The mode of reproduction of dinosaurs is suggested by the author1 to possibly be another reason the dinosaurs could grow to such enormous size. Mammals are K-strategists that care for the small number of young they produce, meaning a large population of adults is necessary to raise the next generation. In an elephant herd there are about as many breeding adults as there are juveniles requiring parental care to survive. To avoid overexploitation of their habitat the size of the adults needs to be limited, as there needs to be a lot of adults. If the habitat is overexploited the habitat collapses. 10-20 tonnes appears to be the limit for mammalian herbivores that are slow to reproduce. As they prey on the surplus herbivores there is an even smaller resource base for the carnivores, and the suggested limited of size for the carnivores appears to be between 0.5 and 1 tonne.

One feature in which the gigantic dinosaurs differed from the large mammals was they were r-strategists, producing large numbers of offspring that were independent from the time they hatched. Many young could be produced each year by a small number of adults. The eggs and offspring could survive and even thrive even if all the adults were wiped out in a single year, so long as the disaster occurred after the breeding season. The author suggests that because the giant dinosaurs could survive with smaller adult populations they could grow to such enormous sizes without overexploiting their resource base. The herbivorous dinosaurs were permitted by this scheme to grow to enormous size, up to possibly 100 tonnes. This situation of low populations appears to be supported by the remains of these animals in the fossil record, indicating that they had relatively small populations. It has been suggested that as the bulk of the biomass of adult herbivorous dinosaurs was in oversized giants, this led to the theropods increasing to larger sizes in order to tackle the giants. The author1 suggests it is not logical for theropods to grow to 6-10 tonnes then play it safe by hunting the smaller juveniles. He suggests there may have been a size race between the theropods and the sauropods that pushed each other to grow to even larger sizes.

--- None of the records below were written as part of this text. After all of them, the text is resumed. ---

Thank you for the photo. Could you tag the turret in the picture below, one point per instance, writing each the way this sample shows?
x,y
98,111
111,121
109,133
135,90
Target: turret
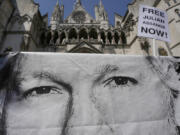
x,y
77,4
62,12
96,13
56,17
102,16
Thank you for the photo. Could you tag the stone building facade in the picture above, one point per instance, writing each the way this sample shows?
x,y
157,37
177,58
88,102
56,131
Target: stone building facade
x,y
129,24
24,29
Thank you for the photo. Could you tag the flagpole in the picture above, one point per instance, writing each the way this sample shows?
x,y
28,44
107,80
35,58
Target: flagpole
x,y
169,49
154,47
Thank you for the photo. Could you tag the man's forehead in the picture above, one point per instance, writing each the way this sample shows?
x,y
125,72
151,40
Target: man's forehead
x,y
86,63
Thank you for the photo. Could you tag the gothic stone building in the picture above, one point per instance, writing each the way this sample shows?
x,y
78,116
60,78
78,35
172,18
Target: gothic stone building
x,y
23,28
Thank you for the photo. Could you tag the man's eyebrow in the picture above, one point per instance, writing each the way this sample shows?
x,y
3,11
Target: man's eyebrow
x,y
53,78
103,71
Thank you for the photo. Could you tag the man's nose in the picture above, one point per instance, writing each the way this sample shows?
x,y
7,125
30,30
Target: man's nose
x,y
84,115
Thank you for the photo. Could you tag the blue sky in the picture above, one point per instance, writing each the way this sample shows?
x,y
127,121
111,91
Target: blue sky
x,y
111,6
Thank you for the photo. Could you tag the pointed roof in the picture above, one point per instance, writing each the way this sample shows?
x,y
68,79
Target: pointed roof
x,y
78,3
56,9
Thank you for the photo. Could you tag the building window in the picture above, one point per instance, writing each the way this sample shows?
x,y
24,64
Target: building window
x,y
162,52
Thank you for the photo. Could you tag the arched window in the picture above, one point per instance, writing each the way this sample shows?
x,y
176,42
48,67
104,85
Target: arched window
x,y
116,37
162,52
62,37
93,34
103,37
123,38
72,34
177,11
55,36
109,37
42,38
83,34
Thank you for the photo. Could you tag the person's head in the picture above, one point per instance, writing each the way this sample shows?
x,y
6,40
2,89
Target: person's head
x,y
69,94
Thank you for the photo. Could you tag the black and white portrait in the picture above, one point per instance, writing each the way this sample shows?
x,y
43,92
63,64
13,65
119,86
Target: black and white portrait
x,y
77,94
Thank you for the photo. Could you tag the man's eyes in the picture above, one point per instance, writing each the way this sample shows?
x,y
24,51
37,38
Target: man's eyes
x,y
117,81
42,90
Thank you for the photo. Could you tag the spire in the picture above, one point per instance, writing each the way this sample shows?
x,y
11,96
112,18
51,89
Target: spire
x,y
100,3
78,3
57,3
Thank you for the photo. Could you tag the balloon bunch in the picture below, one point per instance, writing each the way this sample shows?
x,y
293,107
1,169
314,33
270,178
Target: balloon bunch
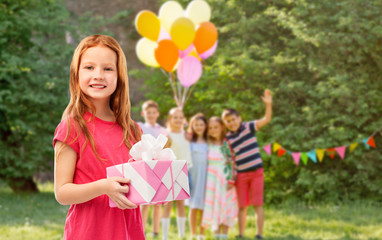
x,y
178,40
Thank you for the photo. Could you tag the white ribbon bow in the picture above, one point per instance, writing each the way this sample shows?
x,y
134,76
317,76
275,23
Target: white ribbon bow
x,y
150,148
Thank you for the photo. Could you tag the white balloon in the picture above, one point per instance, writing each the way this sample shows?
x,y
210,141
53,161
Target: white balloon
x,y
169,12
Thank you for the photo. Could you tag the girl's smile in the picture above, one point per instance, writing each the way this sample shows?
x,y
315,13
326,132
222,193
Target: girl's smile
x,y
98,73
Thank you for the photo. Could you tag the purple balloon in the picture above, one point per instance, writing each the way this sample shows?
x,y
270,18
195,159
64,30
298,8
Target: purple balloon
x,y
189,71
209,52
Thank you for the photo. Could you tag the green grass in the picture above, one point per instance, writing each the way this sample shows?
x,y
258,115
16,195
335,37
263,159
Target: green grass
x,y
39,216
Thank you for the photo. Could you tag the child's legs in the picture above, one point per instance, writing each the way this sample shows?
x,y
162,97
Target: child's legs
x,y
145,212
224,229
193,220
257,200
167,210
180,208
199,222
259,219
242,219
156,217
242,192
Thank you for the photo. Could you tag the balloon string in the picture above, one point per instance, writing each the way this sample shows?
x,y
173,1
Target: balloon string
x,y
189,94
170,77
180,94
184,95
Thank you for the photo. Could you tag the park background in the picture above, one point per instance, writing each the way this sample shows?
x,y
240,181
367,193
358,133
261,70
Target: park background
x,y
322,60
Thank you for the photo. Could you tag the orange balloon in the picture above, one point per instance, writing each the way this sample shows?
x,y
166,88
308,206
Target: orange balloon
x,y
205,37
167,54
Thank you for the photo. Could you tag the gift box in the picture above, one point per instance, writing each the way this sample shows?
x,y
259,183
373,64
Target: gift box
x,y
156,176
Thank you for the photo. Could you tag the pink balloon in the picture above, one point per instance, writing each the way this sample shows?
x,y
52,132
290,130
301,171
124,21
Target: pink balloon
x,y
209,52
189,71
185,52
163,34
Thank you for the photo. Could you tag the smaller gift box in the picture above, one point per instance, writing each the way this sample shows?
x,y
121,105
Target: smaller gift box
x,y
156,176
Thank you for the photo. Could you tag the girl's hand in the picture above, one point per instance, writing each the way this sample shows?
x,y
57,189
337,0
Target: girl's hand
x,y
267,98
115,188
230,186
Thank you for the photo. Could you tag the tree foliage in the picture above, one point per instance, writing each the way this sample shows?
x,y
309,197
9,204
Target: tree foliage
x,y
322,61
34,62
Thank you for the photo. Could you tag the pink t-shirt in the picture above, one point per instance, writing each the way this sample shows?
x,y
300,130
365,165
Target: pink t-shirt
x,y
94,219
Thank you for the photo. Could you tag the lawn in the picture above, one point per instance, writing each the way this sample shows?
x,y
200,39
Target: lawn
x,y
39,216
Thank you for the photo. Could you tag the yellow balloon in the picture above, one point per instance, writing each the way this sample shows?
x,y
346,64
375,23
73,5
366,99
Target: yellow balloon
x,y
169,12
182,32
145,50
198,11
148,25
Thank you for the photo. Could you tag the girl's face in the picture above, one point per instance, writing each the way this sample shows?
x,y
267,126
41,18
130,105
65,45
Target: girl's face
x,y
98,73
199,127
176,120
215,129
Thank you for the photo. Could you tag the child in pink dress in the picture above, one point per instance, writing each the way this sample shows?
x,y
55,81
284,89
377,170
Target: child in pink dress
x,y
220,206
96,132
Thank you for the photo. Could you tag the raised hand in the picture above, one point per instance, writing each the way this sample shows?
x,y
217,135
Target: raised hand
x,y
267,98
115,188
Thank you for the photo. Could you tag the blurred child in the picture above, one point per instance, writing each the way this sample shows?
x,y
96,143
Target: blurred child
x,y
198,172
249,166
150,112
181,147
96,132
220,208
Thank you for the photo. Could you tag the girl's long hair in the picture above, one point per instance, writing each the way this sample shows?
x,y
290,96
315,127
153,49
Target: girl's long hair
x,y
223,132
198,116
119,100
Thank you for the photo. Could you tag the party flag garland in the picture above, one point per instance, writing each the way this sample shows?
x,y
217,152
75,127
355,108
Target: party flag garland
x,y
317,155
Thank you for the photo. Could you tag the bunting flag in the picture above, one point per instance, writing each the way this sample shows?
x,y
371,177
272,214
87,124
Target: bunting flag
x,y
276,147
296,157
331,152
304,158
319,153
365,142
267,149
341,151
312,155
281,152
371,142
353,146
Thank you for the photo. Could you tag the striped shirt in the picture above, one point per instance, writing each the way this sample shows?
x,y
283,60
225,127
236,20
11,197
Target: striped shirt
x,y
245,147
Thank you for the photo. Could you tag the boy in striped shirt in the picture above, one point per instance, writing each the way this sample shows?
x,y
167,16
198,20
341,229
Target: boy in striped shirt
x,y
249,180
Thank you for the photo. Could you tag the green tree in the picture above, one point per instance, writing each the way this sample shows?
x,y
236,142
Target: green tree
x,y
322,61
34,60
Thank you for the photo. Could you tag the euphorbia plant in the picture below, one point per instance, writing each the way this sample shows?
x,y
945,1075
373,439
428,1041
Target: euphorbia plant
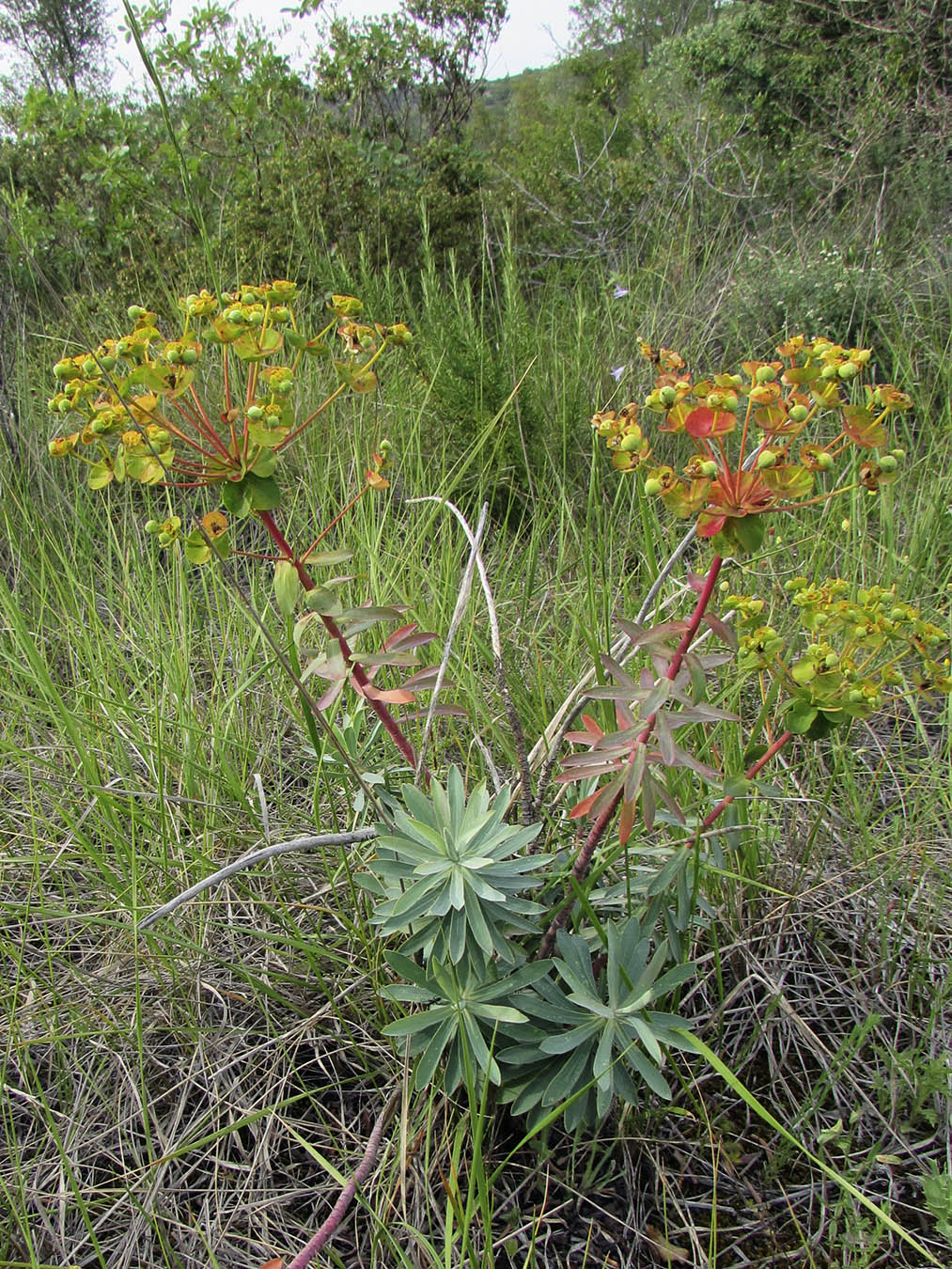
x,y
760,438
144,408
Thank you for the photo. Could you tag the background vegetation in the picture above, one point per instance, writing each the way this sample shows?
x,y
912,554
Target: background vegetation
x,y
694,174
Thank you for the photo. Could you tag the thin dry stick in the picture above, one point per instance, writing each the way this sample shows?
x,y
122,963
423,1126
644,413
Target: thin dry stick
x,y
249,860
462,599
584,858
563,721
339,1211
513,717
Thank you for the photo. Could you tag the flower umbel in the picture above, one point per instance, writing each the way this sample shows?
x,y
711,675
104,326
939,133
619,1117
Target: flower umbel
x,y
771,405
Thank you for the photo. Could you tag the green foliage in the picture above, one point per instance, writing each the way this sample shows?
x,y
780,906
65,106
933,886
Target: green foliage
x,y
866,133
937,1192
460,1019
604,24
598,1037
61,40
413,75
451,874
818,289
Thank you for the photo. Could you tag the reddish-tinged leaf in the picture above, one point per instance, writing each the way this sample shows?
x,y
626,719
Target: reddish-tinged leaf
x,y
661,634
408,637
703,421
648,801
393,697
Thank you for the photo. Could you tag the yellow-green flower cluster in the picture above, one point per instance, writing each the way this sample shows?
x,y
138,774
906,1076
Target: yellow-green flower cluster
x,y
623,437
745,429
853,650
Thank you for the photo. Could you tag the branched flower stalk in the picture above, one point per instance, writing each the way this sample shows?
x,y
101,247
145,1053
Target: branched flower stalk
x,y
147,417
598,829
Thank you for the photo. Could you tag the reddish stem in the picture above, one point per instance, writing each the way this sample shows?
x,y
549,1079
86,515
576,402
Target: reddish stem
x,y
357,670
749,775
583,860
339,1211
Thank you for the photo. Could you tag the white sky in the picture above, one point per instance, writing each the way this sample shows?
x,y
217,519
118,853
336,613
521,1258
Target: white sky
x,y
535,35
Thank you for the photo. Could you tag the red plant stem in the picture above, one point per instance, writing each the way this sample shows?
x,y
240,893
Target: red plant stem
x,y
339,1211
597,831
749,775
340,515
357,670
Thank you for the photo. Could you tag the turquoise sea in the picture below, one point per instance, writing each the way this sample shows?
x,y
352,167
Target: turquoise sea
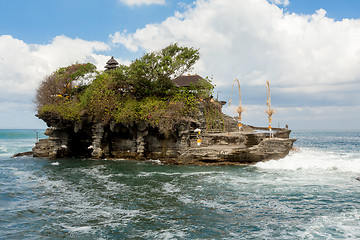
x,y
311,194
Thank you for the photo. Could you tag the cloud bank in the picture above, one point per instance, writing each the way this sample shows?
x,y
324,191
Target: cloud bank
x,y
255,41
23,66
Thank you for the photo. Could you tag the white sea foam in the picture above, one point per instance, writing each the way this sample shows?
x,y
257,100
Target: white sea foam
x,y
341,226
307,159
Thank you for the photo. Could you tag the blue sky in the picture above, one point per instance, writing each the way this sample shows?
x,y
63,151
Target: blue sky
x,y
307,49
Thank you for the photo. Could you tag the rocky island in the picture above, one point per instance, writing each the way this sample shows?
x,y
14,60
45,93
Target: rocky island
x,y
148,110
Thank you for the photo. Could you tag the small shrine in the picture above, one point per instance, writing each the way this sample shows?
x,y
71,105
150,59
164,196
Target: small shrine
x,y
111,64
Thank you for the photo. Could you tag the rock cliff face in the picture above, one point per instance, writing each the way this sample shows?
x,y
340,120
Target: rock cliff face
x,y
142,141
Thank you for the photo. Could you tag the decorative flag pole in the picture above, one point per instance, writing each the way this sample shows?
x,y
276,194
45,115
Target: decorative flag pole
x,y
198,141
239,110
269,111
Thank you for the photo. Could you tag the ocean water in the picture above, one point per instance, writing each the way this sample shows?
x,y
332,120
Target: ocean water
x,y
311,194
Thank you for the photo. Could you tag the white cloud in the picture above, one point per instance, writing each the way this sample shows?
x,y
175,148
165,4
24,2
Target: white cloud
x,y
310,56
142,2
24,65
280,2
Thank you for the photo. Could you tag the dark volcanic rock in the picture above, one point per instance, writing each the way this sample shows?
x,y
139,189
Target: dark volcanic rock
x,y
142,141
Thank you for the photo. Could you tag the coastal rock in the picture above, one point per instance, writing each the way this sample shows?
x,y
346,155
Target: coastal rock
x,y
142,141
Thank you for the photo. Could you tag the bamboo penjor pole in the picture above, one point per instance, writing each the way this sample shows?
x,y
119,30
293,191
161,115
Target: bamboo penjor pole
x,y
269,111
239,110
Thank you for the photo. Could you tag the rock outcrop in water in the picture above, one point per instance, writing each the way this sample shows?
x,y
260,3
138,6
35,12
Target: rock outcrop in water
x,y
141,141
147,110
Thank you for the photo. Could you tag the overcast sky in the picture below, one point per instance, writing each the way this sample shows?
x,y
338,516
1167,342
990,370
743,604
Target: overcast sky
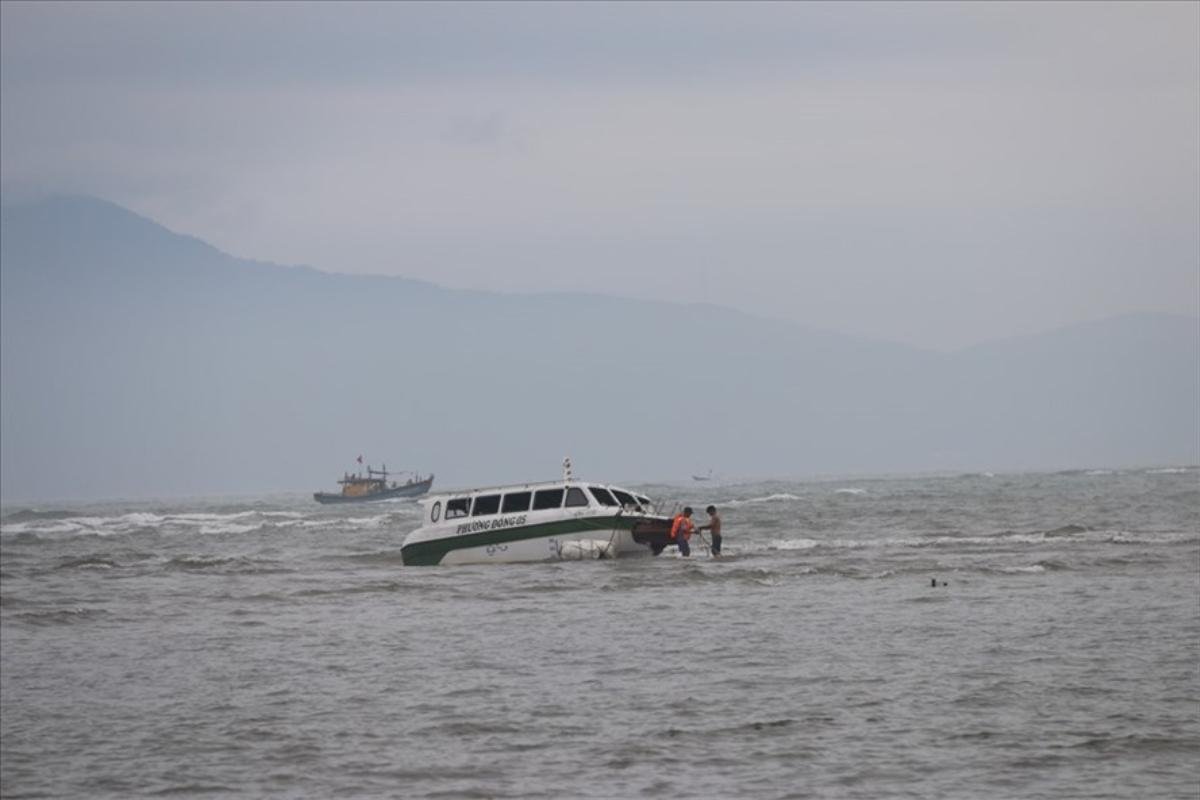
x,y
935,174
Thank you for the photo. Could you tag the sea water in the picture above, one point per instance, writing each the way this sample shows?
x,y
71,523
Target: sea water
x,y
270,647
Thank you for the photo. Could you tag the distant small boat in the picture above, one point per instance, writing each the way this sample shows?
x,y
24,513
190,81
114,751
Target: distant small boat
x,y
375,486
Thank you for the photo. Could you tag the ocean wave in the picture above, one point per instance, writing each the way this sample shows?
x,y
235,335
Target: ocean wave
x,y
769,498
55,525
59,617
1077,536
238,564
34,515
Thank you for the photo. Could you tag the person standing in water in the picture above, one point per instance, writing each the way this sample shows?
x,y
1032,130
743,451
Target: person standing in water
x,y
681,530
714,524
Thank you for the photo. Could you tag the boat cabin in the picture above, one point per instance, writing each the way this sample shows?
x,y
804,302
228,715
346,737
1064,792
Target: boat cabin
x,y
527,498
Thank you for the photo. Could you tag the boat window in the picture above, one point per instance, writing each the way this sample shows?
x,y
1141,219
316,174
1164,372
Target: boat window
x,y
486,504
625,498
516,501
547,499
603,495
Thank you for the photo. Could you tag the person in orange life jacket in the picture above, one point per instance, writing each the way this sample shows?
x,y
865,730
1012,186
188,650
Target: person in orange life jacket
x,y
682,528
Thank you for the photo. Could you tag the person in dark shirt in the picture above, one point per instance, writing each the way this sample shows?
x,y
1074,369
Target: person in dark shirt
x,y
714,525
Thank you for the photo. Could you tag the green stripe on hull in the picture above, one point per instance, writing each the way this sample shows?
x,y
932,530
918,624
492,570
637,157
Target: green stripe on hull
x,y
431,552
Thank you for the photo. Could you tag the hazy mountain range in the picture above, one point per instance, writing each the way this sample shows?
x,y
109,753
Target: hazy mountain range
x,y
138,362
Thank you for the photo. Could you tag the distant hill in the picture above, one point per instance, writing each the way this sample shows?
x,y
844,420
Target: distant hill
x,y
136,361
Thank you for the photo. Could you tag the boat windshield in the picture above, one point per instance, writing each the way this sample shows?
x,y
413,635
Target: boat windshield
x,y
547,499
601,495
625,498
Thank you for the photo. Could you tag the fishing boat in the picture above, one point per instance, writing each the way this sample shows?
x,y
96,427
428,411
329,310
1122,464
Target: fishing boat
x,y
537,522
375,486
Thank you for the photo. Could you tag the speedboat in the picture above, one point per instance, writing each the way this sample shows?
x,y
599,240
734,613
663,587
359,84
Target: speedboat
x,y
537,522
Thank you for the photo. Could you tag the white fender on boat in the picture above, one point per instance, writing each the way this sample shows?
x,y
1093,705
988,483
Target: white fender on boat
x,y
581,549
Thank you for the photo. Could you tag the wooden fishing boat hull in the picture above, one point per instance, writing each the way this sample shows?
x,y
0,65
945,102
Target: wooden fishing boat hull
x,y
394,493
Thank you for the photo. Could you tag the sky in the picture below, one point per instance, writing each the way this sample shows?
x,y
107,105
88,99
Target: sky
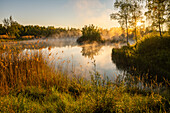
x,y
59,13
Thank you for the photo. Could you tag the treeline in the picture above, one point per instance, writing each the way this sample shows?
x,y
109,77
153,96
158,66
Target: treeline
x,y
130,15
14,29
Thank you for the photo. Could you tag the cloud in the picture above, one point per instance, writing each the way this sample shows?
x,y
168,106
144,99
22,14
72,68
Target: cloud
x,y
94,12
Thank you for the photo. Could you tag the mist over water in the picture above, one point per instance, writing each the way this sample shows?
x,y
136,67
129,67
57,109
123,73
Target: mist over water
x,y
66,55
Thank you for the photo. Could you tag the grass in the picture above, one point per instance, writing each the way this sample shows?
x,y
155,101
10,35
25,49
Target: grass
x,y
29,84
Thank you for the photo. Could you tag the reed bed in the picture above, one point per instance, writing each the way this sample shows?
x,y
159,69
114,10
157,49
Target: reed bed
x,y
29,84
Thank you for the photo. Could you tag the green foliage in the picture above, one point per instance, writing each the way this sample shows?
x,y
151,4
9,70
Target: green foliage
x,y
90,34
157,12
12,27
150,56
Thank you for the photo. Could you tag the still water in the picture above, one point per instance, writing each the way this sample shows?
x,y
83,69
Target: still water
x,y
67,55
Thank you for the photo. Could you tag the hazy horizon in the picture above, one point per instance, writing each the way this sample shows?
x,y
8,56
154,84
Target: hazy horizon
x,y
59,13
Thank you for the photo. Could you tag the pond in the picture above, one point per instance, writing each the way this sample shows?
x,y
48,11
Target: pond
x,y
67,55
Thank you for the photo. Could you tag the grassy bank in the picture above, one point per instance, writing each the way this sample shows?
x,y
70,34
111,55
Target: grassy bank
x,y
149,56
28,84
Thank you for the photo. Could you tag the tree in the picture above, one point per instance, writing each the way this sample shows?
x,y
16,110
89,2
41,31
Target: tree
x,y
136,16
123,15
90,34
157,12
12,27
2,30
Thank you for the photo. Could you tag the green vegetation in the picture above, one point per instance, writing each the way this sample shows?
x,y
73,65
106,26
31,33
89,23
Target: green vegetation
x,y
150,56
90,34
14,30
29,85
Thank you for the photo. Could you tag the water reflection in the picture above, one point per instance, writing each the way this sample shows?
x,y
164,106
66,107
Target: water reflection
x,y
91,50
73,59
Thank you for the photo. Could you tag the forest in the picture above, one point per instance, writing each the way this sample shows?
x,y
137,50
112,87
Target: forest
x,y
40,75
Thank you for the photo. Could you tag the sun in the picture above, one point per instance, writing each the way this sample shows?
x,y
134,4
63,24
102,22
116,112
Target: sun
x,y
139,23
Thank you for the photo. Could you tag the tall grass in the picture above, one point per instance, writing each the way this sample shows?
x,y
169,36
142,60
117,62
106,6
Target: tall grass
x,y
29,84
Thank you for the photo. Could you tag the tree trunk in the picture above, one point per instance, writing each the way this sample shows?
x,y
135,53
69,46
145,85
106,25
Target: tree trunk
x,y
160,30
135,32
127,33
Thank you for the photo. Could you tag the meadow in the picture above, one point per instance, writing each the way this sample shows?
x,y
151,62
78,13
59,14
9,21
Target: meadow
x,y
29,84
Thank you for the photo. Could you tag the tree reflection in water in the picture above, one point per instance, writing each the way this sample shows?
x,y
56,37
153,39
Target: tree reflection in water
x,y
91,50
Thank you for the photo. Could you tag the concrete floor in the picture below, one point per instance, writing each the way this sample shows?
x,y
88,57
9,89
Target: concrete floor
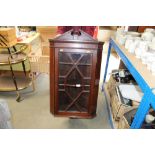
x,y
34,111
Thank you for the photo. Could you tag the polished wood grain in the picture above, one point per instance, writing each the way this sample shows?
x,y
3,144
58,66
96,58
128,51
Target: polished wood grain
x,y
74,90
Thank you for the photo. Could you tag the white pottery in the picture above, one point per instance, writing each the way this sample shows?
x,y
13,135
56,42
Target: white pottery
x,y
133,34
152,45
122,39
138,52
153,68
128,42
153,40
144,45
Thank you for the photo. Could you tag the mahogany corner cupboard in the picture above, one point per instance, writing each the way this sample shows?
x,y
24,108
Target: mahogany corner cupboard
x,y
75,60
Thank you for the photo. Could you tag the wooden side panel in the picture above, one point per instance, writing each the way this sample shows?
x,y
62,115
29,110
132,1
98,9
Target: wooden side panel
x,y
52,79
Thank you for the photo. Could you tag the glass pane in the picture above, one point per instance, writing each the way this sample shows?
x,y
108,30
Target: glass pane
x,y
73,91
82,102
85,70
75,57
63,57
74,78
86,59
64,100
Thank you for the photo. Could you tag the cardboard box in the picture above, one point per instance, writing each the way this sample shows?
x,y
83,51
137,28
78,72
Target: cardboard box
x,y
7,37
118,108
47,32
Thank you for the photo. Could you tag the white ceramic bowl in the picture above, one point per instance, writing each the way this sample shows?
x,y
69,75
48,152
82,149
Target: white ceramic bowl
x,y
153,68
122,39
128,42
138,52
152,45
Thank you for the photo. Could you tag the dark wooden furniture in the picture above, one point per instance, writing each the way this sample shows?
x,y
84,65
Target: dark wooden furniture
x,y
75,60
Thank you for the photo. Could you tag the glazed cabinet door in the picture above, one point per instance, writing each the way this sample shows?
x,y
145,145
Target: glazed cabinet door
x,y
74,76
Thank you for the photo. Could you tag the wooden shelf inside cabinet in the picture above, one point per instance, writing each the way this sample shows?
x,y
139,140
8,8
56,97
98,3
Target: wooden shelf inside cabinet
x,y
75,60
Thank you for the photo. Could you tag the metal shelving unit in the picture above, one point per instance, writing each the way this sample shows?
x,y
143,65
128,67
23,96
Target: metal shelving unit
x,y
13,82
143,77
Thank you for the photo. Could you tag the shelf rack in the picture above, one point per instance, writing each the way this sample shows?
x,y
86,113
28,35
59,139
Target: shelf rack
x,y
143,77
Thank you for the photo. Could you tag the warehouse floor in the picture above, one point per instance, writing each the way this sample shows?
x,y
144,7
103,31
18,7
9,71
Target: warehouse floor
x,y
34,111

He suggests that among very tall animals such as sauropods and giraffes the necks evolve in a feedback loop involving 2 factors. The length of the neck is a dominance display that intimidates rivals and enhances reproductive success, in a similar manner to the peacock's tail and among big cervids the possession of big antlers. As a result of the head being raised higher the animal also gets a competitive height advantage over others with shorter necks that provides the power source needed to pump the blood far above the heart to the brain. The heads of sauropods were relatively small as they lacked big brains and dental batteries making them able to evolve necks that were extremely tall that required enormous bodies to anchor them as well as contain the big hearts that were needed to pump the blood to the brain.

Cope's Rule was proposed by Edward Cope in the 1800s that refers to the tendency among animal groups to evolve gigantism. The dinosaurs took this evolutionary pattern to the extreme. At the present such gigantism is seen only in the oceans.


Sources & Further reading

  1. Paul, Gregory S., 2010, The Princeton Field guide to Dinosaurs, Princeton University Press.